一种音频传输方法、装置、终端(1100)、存储介质及程序产品,属于多媒体传输技术领域。方法包括:对输入信号进行子带分解和压缩编码,得到至少两组信号子带的第一子带编码数据(301);基于输入信号的能量分布情况,从第一子带编码数据中确定第二子带编码数据(302);对第二子带编码数据进行纠错编码,得到冗余数据(303);向音频接收端(120)发送音频数据包,音频数据包中包含第一子带编码数据和冗余数据(304)。音频传输方法可以在提升音频传输质量的同时,降低音频传输过程中冗余数据的数据量。

Description

音频传输方法、装置、终端、存储介质及程序产品
本申请要求于2022年04月18日提交的申请号为202210405956.4、发明名称为“音频传输方法、装置、终端、存储介质及程序产品”的中国专利申请的优先权,其全部内容通过引用结合在本申请中。
技术领域
本申请实施例涉及多媒体传输技术领域,特别涉及一种音频传输方法、装置、终端、存储介质及程序产品。
背景技术
语音编解码在现代通讯系统中占有重要地位。在音视频通话场景中,信号发送端通过编码器对声音信号进行压缩和打包,而后按照网络传输格式和协议将数据发送至接收端。接收端对数据包进行解包和解码得到声音信号。
相关技术中,为了解决传输过程中的丢包问题,发送端通常采用前向纠错(ForwardErrorCorrection,FEC)技术进行信道编码,生成冗余数据包。接收端在确定存在丢包情况时,能够基于冗余数据包进行数据恢复,得到完整的多媒体数据。
然而,FEC冗余数据包会消耗额外的传输带宽,并且传输系统的抗丢包能力与编码冗余度正相关。为了保证通信质量,需要提高FEC编码冗余度,从而导致传输带宽和运行成本大幅度增加。
发明内容
本申请实施例提供了一种音频传输方法、装置、终端、存储介质及程序产品。

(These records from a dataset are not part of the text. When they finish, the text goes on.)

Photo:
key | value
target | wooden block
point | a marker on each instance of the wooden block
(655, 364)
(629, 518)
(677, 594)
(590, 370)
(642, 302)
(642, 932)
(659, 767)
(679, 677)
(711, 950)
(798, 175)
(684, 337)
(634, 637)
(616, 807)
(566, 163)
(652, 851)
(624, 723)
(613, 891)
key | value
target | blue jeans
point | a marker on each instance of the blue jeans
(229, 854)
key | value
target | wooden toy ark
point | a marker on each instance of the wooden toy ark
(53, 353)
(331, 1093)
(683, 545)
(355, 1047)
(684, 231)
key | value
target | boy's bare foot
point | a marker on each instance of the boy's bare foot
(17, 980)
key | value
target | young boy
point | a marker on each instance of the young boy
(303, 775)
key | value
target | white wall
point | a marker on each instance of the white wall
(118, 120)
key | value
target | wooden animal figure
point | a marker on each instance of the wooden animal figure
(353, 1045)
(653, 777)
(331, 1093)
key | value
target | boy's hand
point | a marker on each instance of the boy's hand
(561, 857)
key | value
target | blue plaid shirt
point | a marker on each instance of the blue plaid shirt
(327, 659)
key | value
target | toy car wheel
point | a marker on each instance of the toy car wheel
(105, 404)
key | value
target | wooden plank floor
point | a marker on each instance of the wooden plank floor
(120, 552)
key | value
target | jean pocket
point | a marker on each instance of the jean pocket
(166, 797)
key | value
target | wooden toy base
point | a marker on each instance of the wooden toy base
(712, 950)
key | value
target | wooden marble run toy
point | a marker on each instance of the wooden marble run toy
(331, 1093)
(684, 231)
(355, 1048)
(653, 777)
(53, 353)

所述技术方案如下:
一方面,本申请提供了一种音频传输方法,所述方法由音频发送端执行,所述方法包括:
对输入信号进行子带分解和压缩编码,得到至少两组信号子带的第一子带编码数据,不同信号子带对应所述输入信号的不同音频频段;
基于所述输入信号的能量分布情况,从所述第一子带编码数据中确定第二子带编码数据,所述第二子带编码数据对应信号子带的音频频段为信号能量集中频段;
对所述第二子带编码数据进行纠错编码,得到冗余数据;
向音频接收端发送音频数据包,所述音频数据包中包含所述第一子带编码数据和所述冗余数据,所述音频接收端用于在丢包的情况下基于所述冗余数据对所述第一子带编码数据进行数据恢复。

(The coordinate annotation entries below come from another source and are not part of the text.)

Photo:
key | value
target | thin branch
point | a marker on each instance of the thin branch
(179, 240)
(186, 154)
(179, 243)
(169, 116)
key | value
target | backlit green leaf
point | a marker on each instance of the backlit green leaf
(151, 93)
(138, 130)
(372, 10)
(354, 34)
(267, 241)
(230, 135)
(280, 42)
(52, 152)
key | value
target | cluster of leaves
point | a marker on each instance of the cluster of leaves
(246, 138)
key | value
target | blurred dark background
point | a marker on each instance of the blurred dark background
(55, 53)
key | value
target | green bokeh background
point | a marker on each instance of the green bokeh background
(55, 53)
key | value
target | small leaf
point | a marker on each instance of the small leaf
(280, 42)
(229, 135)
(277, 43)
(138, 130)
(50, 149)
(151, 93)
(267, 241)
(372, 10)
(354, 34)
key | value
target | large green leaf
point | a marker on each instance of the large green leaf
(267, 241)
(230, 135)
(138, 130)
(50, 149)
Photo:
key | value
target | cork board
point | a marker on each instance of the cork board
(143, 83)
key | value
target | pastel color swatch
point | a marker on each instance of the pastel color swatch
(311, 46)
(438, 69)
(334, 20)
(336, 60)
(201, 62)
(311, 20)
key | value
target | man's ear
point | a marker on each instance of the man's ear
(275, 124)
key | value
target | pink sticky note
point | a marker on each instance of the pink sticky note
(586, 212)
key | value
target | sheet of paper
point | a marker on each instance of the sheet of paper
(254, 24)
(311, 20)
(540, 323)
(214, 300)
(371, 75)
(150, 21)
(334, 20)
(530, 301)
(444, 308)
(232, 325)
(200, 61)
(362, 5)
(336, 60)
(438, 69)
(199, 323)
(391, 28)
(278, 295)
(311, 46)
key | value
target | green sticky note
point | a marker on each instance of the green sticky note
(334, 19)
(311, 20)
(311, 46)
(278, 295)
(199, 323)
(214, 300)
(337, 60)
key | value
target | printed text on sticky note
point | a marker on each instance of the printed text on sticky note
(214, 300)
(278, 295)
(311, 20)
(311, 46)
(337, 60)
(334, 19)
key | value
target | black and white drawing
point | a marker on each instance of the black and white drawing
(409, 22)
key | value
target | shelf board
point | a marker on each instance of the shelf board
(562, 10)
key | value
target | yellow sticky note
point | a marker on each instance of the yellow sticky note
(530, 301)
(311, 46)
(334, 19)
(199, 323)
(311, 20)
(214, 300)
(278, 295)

另一方面,本申请提供了一种音频传输方法,所述方法由音频接收端执行,所述方法包括:
接收音频数据包,所述音频数据包中包含冗余数据以及至少两组第一子带编码数据,所述冗余数据由音频发送端对所述第一子带编码数据中的第二子带编码数据进行纠错编码得到,所述第一子带编码数据由所述音频发送端对输入信号进行子带分解和压缩编码得到,不同子带编码数据对应所述输入信号中不同音频频段的第一信号子带,所述第二子带编码数据的音频频段为信号能量集中频段;
对所述第一子带编码数据进行丢包检测;
在所述第一子带编码数据丢包的情况下,基于所述冗余数据对所述第一子带编码数据进行数据恢复,得到输出信号。

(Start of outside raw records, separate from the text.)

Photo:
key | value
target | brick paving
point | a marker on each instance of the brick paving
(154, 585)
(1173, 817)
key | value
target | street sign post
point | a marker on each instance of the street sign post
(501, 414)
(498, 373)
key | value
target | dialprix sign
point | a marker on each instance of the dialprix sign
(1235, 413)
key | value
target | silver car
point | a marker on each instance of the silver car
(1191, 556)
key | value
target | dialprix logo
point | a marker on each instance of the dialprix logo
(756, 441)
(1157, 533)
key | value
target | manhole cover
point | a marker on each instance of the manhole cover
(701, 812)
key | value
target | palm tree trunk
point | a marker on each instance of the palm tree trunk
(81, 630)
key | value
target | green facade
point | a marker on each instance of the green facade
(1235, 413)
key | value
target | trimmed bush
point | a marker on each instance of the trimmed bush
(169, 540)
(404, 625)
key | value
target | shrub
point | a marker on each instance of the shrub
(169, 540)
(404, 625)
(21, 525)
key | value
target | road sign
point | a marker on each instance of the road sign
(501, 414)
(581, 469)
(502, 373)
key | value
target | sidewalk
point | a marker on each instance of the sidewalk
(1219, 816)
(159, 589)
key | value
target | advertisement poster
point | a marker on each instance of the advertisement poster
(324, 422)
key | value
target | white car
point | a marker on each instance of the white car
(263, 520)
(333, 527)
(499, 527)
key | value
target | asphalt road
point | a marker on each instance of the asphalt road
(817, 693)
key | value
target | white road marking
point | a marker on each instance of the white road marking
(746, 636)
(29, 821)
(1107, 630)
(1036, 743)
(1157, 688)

另一方面,本申请提供了一种音频传输装置,所述装置包括:
子带编码模块,用于对输入信号进行子带分解和压缩编码,得到至少两组信号子带的第一子带编码数据,不同信号子带对应所述输入信号的不同音频频段;
确定模块,用于基于所述输入信号的能量分布情况,从所述第一子带编码数据中确定第二子带编码数据,所述第二子带编码数据对应信号子带的音频频段为信号能量集中频段;
纠错编码模块,用于对所述第二子带编码数据进行纠错编码,得到冗余数据;
数据发送模块,用于向音频接收端发送音频数据包,所述音频数据包中包含所述第一子带编码数据和所述冗余数据,所述音频接收端用于在丢包的情况下基于所述冗余数据对所述第一子带编码数据进行数据恢复。
另一方面,本申请提供了一种音频传输装置,所述装置包括:
数据接收模块,用于接收音频数据包,所述音频数据包中包含冗余数据以及至少两组第一子带编码数据,所述冗余数据由音频发送端对所述第一子带编码数据中的第二子带编码数据进行纠错编码得到,所述第一子带编码数据由所述音频发送端对输入信号进行子带分解和压缩编码得到,不同第一子带编码数据对应所述输入信号中不同音频频段的第一信号子带,所述第二子带编码数据的音频频段为信号能量集中频段;
丢包检测模块,用于对所述第一子带编码数据进行丢包检测;
解码模块,用于在所述第一子带编码数据丢包的情况下,基于所述冗余数据对所述第一子带编码数据进行数据恢复,得到输出信号。
另一方面,本申请提供了一种终端,所述终端包括处理器和存储器;所述存储器中存储有至少一段程序,所述至少一段程序由所述处理器加载并执行以实现如上述方面所述的音频传输方法。
另一方面,本申请提供了一种计算机可读存储介质,所述计算机可读存储介质中存储有至少一条计算机程序,所述计算机程序由处理器加载并执行以实现如上述方面所述的音频传输方法。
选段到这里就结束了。